Ischemic stroke is a clinical syndrome of acute vascular damage to the brain; it can be an outcome various diseases of cardio-vascular system. Depending on the pathogenetic mechanism of development of acute focal cerebral ischemia, several pathogenetic variants of ischemic stroke are distinguished. The most widely used classification is TOAST (Trial of Org 10172 in Acute Stroke Treatment), which distinguishes the following types of ischemic stroke:

atherothrombotic - due to atherosclerosis of large arteries, which leads to their stenosis or occlusion; when an atherosclerotic plaque or thrombus fragments, arterio-arterial embolism develops, also included in this option stroke; cardioembolic - most common reasons embolic infarction includes arrhythmia (atrial flutter and fibrillation), valvular heart disease (mitral), myocardial infarction, especially less than 3 months old; lacunar - due to occlusion of small-caliber arteries, their damage is usually associated with the presence of arterial hypertension or diabetes mellitus; ischemic, associated with other, more rare causes: non-atherosclerotic vasculopathies, blood hypercoagulation, hematological diseases, hemodynamic mechanism of development of focal cerebral ischemia, dissection of the arterial wall; ischemic of unknown origin. It includes strokes with an unknown cause or with the presence of two or more possible reasons when it is impossible to make a definitive diagnosis.

Based on the severity of the lesion, a minor stroke is distinguished as a special variant; the neurological symptoms associated with it regress during the first 21 days of the disease.

In the acute period of stroke, according to clinical criteria, mild, moderate and severe ischemic stroke are distinguished.

Depending on the dynamics of neurological disorders, stroke in development is distinguished (“stroke in progress” - with an increase in the severity of neurological symptoms) and completed stroke (with stabilization or reverse development of neurological disorders).
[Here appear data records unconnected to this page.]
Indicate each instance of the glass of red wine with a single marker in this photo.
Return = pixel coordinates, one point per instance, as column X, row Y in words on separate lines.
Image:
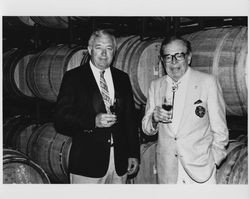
column 168, row 106
column 113, row 106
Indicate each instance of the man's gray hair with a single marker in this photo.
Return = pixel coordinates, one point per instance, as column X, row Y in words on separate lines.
column 101, row 32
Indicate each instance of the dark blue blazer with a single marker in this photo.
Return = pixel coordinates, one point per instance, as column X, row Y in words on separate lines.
column 78, row 103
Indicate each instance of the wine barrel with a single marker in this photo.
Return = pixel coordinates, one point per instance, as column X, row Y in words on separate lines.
column 140, row 60
column 15, row 87
column 234, row 169
column 45, row 70
column 52, row 22
column 17, row 131
column 50, row 150
column 147, row 173
column 18, row 23
column 19, row 169
column 223, row 52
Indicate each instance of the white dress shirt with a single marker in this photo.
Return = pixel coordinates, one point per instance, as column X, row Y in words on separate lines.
column 179, row 97
column 107, row 77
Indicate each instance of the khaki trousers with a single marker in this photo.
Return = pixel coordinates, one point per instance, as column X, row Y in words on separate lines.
column 184, row 178
column 110, row 177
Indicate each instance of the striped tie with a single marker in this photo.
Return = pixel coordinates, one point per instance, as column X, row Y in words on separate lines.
column 104, row 91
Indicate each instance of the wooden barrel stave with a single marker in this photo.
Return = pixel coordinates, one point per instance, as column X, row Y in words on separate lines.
column 51, row 151
column 46, row 69
column 19, row 169
column 223, row 52
column 15, row 62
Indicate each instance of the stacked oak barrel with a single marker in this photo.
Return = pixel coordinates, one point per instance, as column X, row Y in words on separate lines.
column 31, row 75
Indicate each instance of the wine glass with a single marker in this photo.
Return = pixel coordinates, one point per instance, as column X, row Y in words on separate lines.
column 113, row 106
column 168, row 106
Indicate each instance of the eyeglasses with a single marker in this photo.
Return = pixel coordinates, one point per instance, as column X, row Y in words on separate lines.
column 178, row 57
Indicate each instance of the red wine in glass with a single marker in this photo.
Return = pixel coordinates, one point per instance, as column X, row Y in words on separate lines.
column 113, row 107
column 167, row 107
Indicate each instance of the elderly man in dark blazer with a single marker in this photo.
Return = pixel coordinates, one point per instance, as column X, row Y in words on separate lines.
column 105, row 145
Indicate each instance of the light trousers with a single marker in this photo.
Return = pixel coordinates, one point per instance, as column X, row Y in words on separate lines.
column 110, row 177
column 184, row 178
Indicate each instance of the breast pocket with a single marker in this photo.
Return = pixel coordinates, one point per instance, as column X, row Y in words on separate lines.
column 200, row 110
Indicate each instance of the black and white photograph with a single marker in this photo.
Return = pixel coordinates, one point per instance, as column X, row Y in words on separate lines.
column 152, row 103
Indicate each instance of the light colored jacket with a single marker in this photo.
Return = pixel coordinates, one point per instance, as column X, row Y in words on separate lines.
column 200, row 140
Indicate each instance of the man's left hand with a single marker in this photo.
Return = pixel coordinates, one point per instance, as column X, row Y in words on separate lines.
column 133, row 165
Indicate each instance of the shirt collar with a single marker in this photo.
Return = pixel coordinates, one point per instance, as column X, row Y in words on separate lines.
column 97, row 70
column 182, row 79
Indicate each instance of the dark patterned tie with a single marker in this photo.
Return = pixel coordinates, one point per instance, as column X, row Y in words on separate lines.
column 104, row 91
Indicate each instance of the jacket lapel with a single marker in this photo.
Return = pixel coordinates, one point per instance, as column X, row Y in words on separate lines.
column 162, row 93
column 115, row 82
column 97, row 101
column 192, row 93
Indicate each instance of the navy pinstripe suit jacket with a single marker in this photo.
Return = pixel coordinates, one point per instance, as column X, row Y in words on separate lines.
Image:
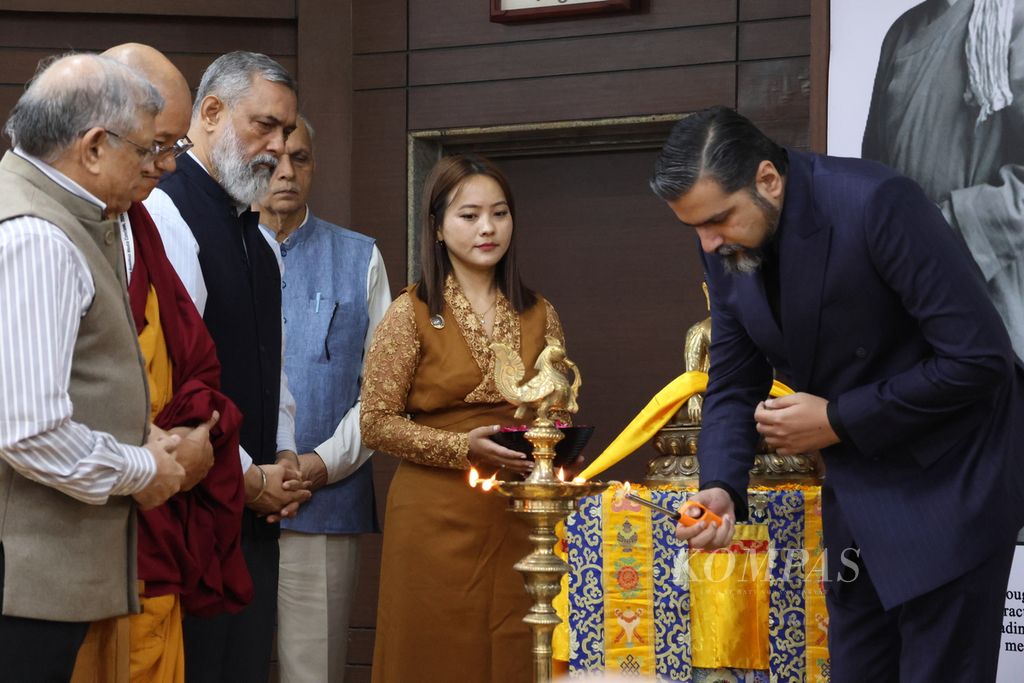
column 884, row 312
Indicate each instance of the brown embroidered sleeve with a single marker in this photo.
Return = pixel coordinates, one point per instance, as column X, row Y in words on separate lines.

There are different approaches to the periodization of ischemic stroke. Taking into account epidemiological indicators and modern ideas about the applicability of thrombolytic drugs for ischemic stroke, we can distinguish following periods ischemic stroke:

the most acute period is the first 3 days, of which the first 3 hours are defined as the therapeutic window (the possibility of using thrombolytic drugs for systemic administration); if symptoms regress in the first 24 hours, a transient ischemic attack is diagnosed; acute period - up to 28 days. Previously, this period was determined to be up to 21 days; Accordingly, regression of symptoms until the 21st day of the disease remains as a criterion for diagnosing a minor stroke; early recovery period - up to 6 months; late recovery period - up to 2 years; period of residual effects - after 2 years.